The only thing that horrifies me more than the concept of someone being so utterly dependant on me for such a long time - is the idea of someone being so pivotal to my mental health.
I do not want to spend the rest of my life worrying about something that I have very little control over.
Children get hurt, children get bullied, children get sick, children can die - I cannot begin to fathom the absolute chasm of pain it would be to lose a child.
And the responsibility - the neverending responsibility...
You'd have to be perfect ALL of the time, dedicate every, single, waking hour to another person because if you didn't - they could suffer, or cause suffering to others, and as a parent it would be my responsibility to ensure that I was the best I could possibly be for them every single day.
Honestly, I don't actually think I could do it because no matter how I raised my children - I KNOW I could have done better, tried harder, done something in a different way.

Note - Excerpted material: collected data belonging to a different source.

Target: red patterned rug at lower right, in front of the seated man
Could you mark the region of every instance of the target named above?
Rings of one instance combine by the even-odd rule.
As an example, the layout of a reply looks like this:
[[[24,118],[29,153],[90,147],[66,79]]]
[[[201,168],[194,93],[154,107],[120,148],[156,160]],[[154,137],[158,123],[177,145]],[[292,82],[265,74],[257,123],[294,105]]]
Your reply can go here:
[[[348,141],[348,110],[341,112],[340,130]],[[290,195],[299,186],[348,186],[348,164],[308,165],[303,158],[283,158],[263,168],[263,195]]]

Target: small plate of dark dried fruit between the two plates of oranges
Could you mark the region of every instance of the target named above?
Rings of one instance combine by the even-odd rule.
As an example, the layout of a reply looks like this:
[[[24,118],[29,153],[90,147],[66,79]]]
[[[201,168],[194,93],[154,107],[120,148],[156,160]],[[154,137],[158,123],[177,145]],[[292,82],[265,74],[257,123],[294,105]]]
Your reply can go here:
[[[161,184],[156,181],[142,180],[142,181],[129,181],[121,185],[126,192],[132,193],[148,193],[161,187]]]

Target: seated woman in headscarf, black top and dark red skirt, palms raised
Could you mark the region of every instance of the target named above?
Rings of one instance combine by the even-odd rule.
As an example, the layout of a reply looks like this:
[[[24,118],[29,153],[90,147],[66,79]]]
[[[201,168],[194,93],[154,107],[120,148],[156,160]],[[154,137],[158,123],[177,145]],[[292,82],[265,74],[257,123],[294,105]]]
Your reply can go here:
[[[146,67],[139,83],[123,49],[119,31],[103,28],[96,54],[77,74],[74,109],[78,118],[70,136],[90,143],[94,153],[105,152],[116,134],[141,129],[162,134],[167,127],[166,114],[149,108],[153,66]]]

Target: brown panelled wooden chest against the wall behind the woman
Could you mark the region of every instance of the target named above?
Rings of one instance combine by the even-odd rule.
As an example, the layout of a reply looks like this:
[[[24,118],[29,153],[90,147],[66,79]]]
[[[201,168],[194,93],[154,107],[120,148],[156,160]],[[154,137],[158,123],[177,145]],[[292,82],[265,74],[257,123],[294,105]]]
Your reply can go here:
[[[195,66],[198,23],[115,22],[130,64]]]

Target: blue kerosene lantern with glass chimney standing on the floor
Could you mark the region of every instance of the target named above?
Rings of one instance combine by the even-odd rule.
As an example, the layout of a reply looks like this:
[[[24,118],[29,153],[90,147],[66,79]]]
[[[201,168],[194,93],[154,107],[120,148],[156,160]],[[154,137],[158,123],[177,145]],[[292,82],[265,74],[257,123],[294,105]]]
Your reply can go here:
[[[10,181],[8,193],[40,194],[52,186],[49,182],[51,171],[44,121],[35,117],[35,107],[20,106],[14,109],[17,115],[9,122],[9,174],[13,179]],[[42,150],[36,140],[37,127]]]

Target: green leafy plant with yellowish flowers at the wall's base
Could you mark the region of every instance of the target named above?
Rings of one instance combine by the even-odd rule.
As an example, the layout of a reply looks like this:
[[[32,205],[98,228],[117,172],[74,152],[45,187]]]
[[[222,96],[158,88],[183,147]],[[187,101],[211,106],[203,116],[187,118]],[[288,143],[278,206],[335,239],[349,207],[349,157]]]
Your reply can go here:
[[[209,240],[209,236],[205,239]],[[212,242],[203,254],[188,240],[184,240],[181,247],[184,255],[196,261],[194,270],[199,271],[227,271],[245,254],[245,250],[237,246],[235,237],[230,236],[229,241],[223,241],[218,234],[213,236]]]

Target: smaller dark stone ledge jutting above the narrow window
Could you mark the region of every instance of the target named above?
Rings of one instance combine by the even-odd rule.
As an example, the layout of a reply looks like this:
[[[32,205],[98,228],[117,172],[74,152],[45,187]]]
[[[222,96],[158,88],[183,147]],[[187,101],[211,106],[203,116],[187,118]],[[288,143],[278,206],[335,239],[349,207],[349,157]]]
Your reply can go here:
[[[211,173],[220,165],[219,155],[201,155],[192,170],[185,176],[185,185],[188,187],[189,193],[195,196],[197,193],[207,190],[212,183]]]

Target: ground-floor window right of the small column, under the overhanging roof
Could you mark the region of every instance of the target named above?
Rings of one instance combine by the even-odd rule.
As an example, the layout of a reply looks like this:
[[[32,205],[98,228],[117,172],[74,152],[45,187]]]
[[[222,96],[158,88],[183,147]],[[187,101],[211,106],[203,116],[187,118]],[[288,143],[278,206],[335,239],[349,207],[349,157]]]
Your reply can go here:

Not to mention the fact that there are far, far too many people already and the thousands of hours and hundreds of thousands of pounds I'd spent on a child could be spent improving the world in a far greater way; having a child would only benefit me because I'd "never have a love like it" or somehow feel like I'd magically brought meaning to my life.
So No, I don't wonder why people have chosen not to have children.
I do look at the endless number of people who seem to have had children without fully thinking about it. Because there are countless number of people out there who rely on others to pay for their children, who are reproducing with feckless, idiotic men and who complain endlessly and passionately about their lack of freedom, lack of sleep, lack of money as if that wasn't a choice that they made for themselves.